U.S. Shale Gas Boom Brings Bad News for Europe's Oil Refiners
European oil refiners are set to lose a vital export market because the U.S. petrochemical industry is shifting away from reliance on oil products, notably naphtha, and using cheap and abundant shale gas instead.
Exports to the United States and Asia are often the last ray of hope for European refiners, crippled by high oil prices, poor refining margins and depressed economies at home.
The past few years have seen minimal exports of European gasoline to the United States because fewer Americans than normal have taken to the roads in the holiday driving seasons.
But even if gasoline flows to the United States pick up as the economy gains strength, exports of the key feedstock for the petrochemical industry, naphtha, may never fully recover because of the shale gas boom.
Naphtha is a major ingredient in making both the motor fuel gasoline and ethylene used for plastics production.
The U.S. plastics-producing industry is increasingly shifting away from oil-derived naphtha, choosing instead to run plants on gases butane or propane. It is also investing billions in plants that run on ethane, made from cheap shale gas.
"The new capacity in the U.S. will use ethane and replace some of the naphtha cracking plants," said Pierre de Kettenis, the executive director for the petrochemistry programme at the European Chemical Industry Council.
Plastics is just one industry that is experiencing the effect of the U.S. shale revolution, which saw gas output soaring in the past decade and prices dropping to all-time lows.
Techniques for extracting gas have revolutionised the U.S. natural gas industry by giving companies access to vast new reserves that could supply the country's demand for 100 years, according to industry experts.
The U.S. plastics industry is expanding for the first time in decades as factories are able to cut production costs and compete on a global scale.
Its switch from naphtha to cheaper alternatives is causing a major reshuffle in global naphtha flows.
Europe produces more naphtha than it needs with traders saying some 600,000-800,000 tons per month are available for exports. Traditionally, three quarters of those volumes were going to Asia and a quarter to the United States.
However, at least five cargoes of naphtha are crossing the Atlantic to Europe this month in what traders say is a reversal of the usual flow of trade.
"There is a new supply pattern emerging... the U.S. Gulf and Caribbean is massively oversupplied, more so than Europe," said a naphtha trader at a trading house. Producers in the Caribbean basin are also normally exporters to the U.S. markets.
European and Asian naphtha prices hit near 18-month lows in June as traders cited global economic concerns and weak plastics demand as well as a mounting global glut of the product.
"There is a naphtha crisis worldwide," said another naphtha trader.
Before the current price collapse, naphtha has traditionally traded at level close to gasoline, making it one of the most important products in refiners' value chain.
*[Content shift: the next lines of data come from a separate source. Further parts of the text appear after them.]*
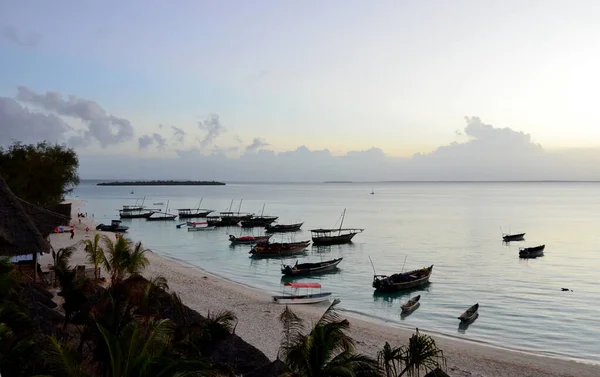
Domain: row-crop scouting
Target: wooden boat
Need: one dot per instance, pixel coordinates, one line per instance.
(282, 228)
(403, 280)
(513, 237)
(470, 314)
(115, 226)
(311, 298)
(247, 240)
(532, 252)
(190, 213)
(303, 269)
(278, 249)
(162, 216)
(411, 304)
(334, 236)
European traders say they are no longer counting on Asia, the engine of oil demand growth of the past decade, to consume all the unwanted naphtha as buyers are scaling down purchases to cope with a slowdown in China.
Traders are also finding it harder to sell surplus naphtha to Brazil, which normally mops up any cargoes left over in Europe.
"We will not pull any spot barrels (from Europe). The reason is that shale gas is making naphtha look better (cheaper) from the U.S. and the Caribbean," said a Brazil-based trader.
Experts predict the global naphtha glut will grow over time as U.S. refiners will struggle to place it domestically and ramp up exports.
In the past three years, the U.S. split between ethane and naphtha used in ethylene production has tipped to around 80-20 from 50-50, according to the association of American Fuel and Petrochemical Manufacturers.
The ratio is set to tip further over the next six years as companies including Dow Chemical and ExxonMobil are planning $25 billion worth of new projects, which will mainly run on shale gas.